O Papel da Comunicação Social: Uma Parceria Histórica
A relação da Fundação Luiza Andaluz com a comunicação social, e em particular com o Correio do Ribatejo, tem raízes históricas. Um episódio marcante desta relação é relatado pela Irmã Fernanda: “Luíza relatava que um dos tectos dos claustros, no corredor das celas, caiu e se mobilizou logo aí o Correio de Ribatejo para fazer este anúncio de angariação de fundos para que as obras se realizassem.”
Esta colaboração foi especialmente importante nos primeiros anos após a aquisição do convento, que se encontrava em mau estado de conservação. A própria Luiza Andaluz reconhecia a importância da comunicação social para a divulgação da sua obra e para a mobilização de apoios. “Ela tem muito respeito pelos jornais, e pela rádio, porque ela era uma mulher que estava informada”.

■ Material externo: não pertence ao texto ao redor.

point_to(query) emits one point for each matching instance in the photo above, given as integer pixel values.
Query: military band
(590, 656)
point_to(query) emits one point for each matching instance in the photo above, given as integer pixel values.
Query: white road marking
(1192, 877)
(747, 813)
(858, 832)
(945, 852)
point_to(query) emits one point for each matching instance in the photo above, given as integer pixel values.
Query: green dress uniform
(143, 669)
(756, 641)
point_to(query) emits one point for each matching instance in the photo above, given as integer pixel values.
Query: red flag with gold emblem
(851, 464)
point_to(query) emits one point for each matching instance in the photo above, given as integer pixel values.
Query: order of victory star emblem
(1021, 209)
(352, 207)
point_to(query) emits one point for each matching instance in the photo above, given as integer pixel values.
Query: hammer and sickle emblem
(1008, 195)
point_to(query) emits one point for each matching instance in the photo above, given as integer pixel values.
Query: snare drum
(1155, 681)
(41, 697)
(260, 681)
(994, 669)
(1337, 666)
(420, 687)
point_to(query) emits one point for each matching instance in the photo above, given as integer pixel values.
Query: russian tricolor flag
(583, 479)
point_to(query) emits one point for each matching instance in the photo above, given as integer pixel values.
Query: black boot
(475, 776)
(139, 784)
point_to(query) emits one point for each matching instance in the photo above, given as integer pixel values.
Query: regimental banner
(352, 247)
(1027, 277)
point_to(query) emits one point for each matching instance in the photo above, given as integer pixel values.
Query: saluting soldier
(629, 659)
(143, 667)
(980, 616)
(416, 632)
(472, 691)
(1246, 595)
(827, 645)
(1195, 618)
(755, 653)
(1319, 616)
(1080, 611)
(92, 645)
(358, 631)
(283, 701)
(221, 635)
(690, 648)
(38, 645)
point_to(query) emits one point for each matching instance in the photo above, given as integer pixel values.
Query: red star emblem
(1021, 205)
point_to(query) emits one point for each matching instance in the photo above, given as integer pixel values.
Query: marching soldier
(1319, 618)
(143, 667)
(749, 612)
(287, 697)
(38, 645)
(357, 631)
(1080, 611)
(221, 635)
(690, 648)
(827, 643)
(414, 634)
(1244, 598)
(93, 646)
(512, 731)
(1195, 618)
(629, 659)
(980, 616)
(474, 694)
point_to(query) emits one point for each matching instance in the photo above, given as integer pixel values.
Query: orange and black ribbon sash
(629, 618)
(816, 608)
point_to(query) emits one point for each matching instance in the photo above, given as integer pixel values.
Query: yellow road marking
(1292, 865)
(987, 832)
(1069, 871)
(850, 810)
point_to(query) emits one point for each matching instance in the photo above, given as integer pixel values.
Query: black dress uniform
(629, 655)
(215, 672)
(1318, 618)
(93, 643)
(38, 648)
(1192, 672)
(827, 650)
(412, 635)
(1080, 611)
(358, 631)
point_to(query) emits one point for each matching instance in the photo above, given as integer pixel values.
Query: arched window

O Centro de Conhecimento Luiza Andaluz: Um Novo Capítulo
Um dos desenvolvimentos mais recentes na história da Fundação é a criação do Centro de Conhecimento Luiza Andaluz, inaugurado em 2024. Esta iniciativa representa uma expansão da visão original de Luiza Andaluz, adaptada aos desafios e oportunidades do século XXI.
Como explica a Irmã Fernanda, “Luíza Andaluz é uma mulher empreendedora, uma mulher de vistas largas, uma mulher que, por ser tão tomada nesta relação com Deus, que a leva a um Deus que está próximo da humanidade, que ama, ela encontra formas de estar presente nas diversas realidades.”
O Centro de Conhecimento surge como uma resposta a esta visão abrangente e inclusiva. “Este centro de conhecimento Luíza Andaluz é criar espaços que as pessoas, de diversos quadrantes, de diversas áreas, se possam juntar, possam partilhar, possam estar, possam conviver e que, daí, também se vá aproximando da razão mais funda da nossa existência.”
Este centro opera em três polos, incluindo o Convento das Capuchas, dedicado à educação, e explora a vida e os escritos de Luiza Andaluz, conectando espiritualidade e transformação social. Além disso, promove actividades culturais, como exposições de presépios, contribuindo para o enriquecimento cultural da comunidade.
Sonhos e Desafios para o Futuro
Ao completar cem anos de existência, a Fundação Luiza Andaluz enfrenta novos desafios, mas mantém viva a esperança e a capacidade de sonhar com um futuro melhor para as crianças que acolhe.
Como reconhece a Irmã Fernanda, “continuamos a sonhar. De vez em quando a esperança se esvai, porque as exigências são tão grandes”.
Mas a confiança no valor e na importância do trabalho desenvolvido é a fonte de esperança que alimenta os sonhos para o futuro. “Temos esperança porque acreditamos no projecto que desenvolvemos nesta casa. Acreditamos na raiz de amor que temos, no olhar de cada criança, de cada pessoa.”
Um desafio importante é o desenvolvimento de respostas adequadas às necessidades específicas das crianças acolhidas, que apresentam frequentemente problemas emocionais e psicológicos complexos. “Temos esperança de que vamos conseguir, no tempo presente, uma resposta adequada a realidades que são tão sofridas, concretamente os distúrbios na infância e os distúrbios psíquicos, afectivos, emocionais.”
O sonho último da Fundação continua a ser o mesmo que inspirou Luiza Andaluz há cem anos: contribuir para um mundo melhor, mais justo e mais humano. “E o nosso sonho, neste momento, é continuar a criar formas de sarar feridas e poder contribuir para que estas crianças sejam crianças e adultos felizes. E que possam continuar a contribuir para um mundo de paz.”
Ao celebrar o seu centenário, a Fundação Luiza Andaluz reafirma assim o seu compromisso com os valores que a inspiraram desde o início: o amor ao próximo, a atenção aos mais vulneráveis e a confiança na capacidade humana de construir um mundo melhor. Um legado que, cem anos depois, continua vivo e actuante, transformando vidas e semeando esperança no coração de Santarém.